Era só a celebração de um passo na vida. Nada de transcendente. Mas juntou amigos à volta da memória e dos projectos. Ninguém pronunciou a expressão "acção de graças" mas foi isso que ali aconteceu. E no fim houve quem dissesse que uma reunião de resistentes que partilham utopias nunca mortas é um sinal de esperança. Amen.

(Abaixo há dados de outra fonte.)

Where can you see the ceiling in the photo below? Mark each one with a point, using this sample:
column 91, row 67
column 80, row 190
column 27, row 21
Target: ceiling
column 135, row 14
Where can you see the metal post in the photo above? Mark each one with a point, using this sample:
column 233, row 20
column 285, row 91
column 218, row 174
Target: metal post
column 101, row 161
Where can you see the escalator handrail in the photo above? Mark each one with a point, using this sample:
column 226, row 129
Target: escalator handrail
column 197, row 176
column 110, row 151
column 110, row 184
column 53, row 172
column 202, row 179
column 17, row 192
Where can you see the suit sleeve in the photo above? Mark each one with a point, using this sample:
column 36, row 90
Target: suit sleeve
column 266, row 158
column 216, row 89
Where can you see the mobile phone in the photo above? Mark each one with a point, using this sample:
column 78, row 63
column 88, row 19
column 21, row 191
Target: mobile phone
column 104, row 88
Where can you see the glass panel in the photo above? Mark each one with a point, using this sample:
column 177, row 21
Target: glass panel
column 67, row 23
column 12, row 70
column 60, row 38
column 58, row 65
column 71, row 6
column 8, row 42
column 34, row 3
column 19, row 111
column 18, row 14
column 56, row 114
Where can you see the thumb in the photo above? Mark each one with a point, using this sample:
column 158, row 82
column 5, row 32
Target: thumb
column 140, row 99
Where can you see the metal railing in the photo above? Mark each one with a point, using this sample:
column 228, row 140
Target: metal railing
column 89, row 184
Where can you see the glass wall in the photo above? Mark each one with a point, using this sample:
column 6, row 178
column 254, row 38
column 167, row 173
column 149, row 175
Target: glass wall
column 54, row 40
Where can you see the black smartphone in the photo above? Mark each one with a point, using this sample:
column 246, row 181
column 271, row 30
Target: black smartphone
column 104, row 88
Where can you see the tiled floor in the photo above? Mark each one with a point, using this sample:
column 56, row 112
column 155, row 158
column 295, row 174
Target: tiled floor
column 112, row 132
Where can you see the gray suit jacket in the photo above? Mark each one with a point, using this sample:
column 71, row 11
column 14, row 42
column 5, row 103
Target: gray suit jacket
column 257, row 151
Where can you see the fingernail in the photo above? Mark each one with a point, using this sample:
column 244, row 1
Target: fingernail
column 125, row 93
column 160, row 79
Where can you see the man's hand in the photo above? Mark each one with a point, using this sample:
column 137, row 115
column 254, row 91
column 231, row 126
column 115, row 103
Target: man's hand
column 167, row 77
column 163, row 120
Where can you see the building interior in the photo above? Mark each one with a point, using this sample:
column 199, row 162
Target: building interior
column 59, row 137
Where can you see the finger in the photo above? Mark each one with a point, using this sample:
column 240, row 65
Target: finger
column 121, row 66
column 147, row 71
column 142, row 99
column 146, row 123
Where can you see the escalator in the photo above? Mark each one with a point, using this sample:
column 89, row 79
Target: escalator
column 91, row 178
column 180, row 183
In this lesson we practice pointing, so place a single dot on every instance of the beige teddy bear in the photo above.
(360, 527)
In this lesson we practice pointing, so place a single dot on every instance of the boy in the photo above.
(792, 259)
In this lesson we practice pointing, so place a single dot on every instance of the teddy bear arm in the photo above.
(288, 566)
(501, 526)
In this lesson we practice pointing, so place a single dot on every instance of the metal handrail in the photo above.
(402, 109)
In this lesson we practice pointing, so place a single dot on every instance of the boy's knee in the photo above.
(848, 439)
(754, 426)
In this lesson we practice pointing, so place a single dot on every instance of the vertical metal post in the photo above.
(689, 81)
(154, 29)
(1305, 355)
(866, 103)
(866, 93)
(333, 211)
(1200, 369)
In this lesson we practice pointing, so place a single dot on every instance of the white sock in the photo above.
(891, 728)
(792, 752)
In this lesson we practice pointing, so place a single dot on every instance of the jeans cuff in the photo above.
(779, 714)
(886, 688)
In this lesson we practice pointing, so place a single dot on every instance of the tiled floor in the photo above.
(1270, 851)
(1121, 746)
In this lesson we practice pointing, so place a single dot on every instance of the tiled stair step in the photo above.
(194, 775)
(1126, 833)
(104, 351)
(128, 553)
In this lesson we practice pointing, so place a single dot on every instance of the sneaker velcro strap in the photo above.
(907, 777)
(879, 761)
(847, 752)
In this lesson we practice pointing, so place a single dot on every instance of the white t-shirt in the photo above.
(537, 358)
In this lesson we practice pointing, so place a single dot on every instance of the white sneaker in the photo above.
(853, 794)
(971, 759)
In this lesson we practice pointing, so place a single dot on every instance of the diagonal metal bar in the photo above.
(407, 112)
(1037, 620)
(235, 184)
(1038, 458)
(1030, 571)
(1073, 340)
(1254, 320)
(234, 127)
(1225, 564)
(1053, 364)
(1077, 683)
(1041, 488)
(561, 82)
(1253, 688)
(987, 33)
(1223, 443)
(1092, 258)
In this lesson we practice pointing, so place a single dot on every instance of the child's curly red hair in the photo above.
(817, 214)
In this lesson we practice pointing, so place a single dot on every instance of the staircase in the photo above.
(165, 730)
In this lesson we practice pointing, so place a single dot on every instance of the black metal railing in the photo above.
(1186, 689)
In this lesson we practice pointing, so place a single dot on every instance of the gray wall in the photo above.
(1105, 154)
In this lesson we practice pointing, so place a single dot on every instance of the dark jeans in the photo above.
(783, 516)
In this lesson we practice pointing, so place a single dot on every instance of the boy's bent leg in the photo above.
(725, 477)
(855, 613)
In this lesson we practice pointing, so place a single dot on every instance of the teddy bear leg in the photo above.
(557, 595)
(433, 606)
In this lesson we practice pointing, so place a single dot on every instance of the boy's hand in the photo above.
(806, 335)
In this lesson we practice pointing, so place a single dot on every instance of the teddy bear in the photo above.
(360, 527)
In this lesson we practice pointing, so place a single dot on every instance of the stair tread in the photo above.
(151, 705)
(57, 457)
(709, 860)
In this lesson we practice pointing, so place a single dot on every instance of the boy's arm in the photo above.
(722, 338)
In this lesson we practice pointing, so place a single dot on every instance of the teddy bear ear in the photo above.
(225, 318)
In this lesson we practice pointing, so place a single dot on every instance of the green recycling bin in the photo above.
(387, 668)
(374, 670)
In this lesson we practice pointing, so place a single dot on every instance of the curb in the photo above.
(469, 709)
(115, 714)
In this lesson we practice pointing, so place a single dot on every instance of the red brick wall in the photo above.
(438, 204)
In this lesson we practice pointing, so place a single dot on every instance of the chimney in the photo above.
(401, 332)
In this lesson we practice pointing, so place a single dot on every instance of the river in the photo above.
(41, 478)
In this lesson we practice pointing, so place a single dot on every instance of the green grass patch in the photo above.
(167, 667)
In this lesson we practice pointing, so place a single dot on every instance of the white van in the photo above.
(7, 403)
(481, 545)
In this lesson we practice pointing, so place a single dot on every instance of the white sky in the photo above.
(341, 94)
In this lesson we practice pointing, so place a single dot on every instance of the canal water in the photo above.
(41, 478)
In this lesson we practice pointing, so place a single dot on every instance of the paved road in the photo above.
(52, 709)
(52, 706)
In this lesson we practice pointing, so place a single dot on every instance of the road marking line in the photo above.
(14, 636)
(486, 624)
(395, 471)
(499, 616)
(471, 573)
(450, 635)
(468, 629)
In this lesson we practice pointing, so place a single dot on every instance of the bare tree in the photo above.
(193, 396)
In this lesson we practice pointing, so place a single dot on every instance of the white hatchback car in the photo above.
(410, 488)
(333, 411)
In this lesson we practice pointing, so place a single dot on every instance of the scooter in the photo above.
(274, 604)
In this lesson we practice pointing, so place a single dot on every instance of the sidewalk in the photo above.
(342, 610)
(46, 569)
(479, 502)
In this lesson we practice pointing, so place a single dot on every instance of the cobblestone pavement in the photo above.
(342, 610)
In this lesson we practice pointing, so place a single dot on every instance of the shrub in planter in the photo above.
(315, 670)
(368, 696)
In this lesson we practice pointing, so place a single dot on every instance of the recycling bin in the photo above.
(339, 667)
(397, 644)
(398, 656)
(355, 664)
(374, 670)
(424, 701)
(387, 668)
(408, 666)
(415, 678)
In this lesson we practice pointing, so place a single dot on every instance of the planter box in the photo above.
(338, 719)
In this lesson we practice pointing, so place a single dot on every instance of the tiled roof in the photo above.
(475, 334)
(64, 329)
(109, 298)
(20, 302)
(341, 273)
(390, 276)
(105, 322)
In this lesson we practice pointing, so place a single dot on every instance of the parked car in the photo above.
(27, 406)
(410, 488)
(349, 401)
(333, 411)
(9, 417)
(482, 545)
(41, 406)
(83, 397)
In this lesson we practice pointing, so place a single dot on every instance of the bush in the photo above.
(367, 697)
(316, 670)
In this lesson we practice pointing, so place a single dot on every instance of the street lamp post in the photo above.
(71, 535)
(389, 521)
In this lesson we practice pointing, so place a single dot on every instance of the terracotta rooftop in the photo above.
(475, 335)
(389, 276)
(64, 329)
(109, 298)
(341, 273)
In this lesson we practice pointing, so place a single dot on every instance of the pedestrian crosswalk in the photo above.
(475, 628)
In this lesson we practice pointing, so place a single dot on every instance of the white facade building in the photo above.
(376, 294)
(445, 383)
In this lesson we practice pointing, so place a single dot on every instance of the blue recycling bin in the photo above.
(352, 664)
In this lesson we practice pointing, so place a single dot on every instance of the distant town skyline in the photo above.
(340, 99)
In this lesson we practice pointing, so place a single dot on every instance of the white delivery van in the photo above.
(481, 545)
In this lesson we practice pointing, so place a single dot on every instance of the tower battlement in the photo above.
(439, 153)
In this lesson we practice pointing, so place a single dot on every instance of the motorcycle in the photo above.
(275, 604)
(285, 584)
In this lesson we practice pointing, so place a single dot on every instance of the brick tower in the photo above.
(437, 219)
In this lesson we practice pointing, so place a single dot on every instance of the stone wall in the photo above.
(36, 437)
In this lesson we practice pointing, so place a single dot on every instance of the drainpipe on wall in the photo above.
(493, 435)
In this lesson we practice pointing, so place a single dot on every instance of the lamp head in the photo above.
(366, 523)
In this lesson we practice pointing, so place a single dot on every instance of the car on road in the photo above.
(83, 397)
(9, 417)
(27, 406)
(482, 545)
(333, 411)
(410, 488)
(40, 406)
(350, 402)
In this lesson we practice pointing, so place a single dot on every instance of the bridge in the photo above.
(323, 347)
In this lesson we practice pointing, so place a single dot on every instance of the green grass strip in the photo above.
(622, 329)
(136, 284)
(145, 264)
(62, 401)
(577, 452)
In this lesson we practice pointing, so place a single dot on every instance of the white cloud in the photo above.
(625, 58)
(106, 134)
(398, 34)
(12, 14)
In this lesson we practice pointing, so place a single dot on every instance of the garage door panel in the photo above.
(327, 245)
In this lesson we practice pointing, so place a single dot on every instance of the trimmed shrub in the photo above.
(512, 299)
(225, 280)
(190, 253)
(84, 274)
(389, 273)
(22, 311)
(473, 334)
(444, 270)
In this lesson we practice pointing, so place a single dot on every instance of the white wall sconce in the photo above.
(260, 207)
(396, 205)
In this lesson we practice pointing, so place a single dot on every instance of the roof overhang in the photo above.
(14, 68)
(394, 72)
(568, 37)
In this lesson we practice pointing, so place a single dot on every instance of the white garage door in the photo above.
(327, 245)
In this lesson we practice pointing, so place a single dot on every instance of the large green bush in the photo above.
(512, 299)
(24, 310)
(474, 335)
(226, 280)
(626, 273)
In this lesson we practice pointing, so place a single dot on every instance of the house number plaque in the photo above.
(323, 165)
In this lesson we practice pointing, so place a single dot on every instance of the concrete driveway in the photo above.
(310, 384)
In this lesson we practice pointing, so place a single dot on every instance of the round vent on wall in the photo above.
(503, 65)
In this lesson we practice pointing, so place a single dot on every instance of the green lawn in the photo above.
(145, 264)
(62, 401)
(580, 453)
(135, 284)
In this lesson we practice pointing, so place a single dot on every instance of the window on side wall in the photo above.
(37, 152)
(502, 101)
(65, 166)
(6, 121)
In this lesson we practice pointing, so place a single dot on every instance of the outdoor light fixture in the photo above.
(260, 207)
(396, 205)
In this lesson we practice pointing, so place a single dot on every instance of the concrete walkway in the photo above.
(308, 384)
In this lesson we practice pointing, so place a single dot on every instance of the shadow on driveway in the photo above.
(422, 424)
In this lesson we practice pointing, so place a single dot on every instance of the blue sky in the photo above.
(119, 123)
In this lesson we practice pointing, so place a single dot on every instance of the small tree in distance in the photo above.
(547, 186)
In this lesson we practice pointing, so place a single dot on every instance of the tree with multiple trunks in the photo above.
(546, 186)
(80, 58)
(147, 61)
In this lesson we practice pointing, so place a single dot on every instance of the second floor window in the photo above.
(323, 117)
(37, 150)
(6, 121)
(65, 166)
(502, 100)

Wednesday, November 07, 2007

ausência

Faz falta uma encíclica sobre os novos contornos da questão social. A doutrina social da igreja fez caminho num universo de trabalho massificado e de produção em massa. Encarou a força do sindicalismo e o crescendo da exploração. Mas hoje essa velha realidade tem novos rostos: a precariedade, a desmobilização sindical, as retóricas tentadoras da flexigurança. É imperativo repor a dignidade de todos, e dos mais fracos acima de tudo, como critério moral das políticas públicas. Em Portugal, seria uma excelente forma de a Igreja se associar à celebração dos 100 anos da República...

Monday, November 05, 2007

rankings

Somos o segundo país da UE em que menos gente lê. Somos o segundo país da UE em que menos gente vai ao teatro, a exposições, a concertos ou a museus. Este é o nosso país. Longe da Europa, sem remissão. Esta é também a nossa igreja - porque as pessoas daquele ranking são as pessoas da missa dominical. A infantilidade teológica é um dos rostos do atraso estrutural do país.

Friday, November 02, 2007

medo

Este é o tempo do medo. De muitas maneiras, somos ensinados a ter medo de sair à rua sem arma, a relacionarmo-nos com gente de outras raças ou a tentar compreender a realidade de modo complexo, sem estereótipos nem reducionismos. A ideologia do medo tornou-se no grande mecanismo de controle social do nosso tempo. À Igreja da esperança exige-se um combate sem tréguas a esta degradação da vida. Também pelas posições que tomarmos neste combate seremos julgados.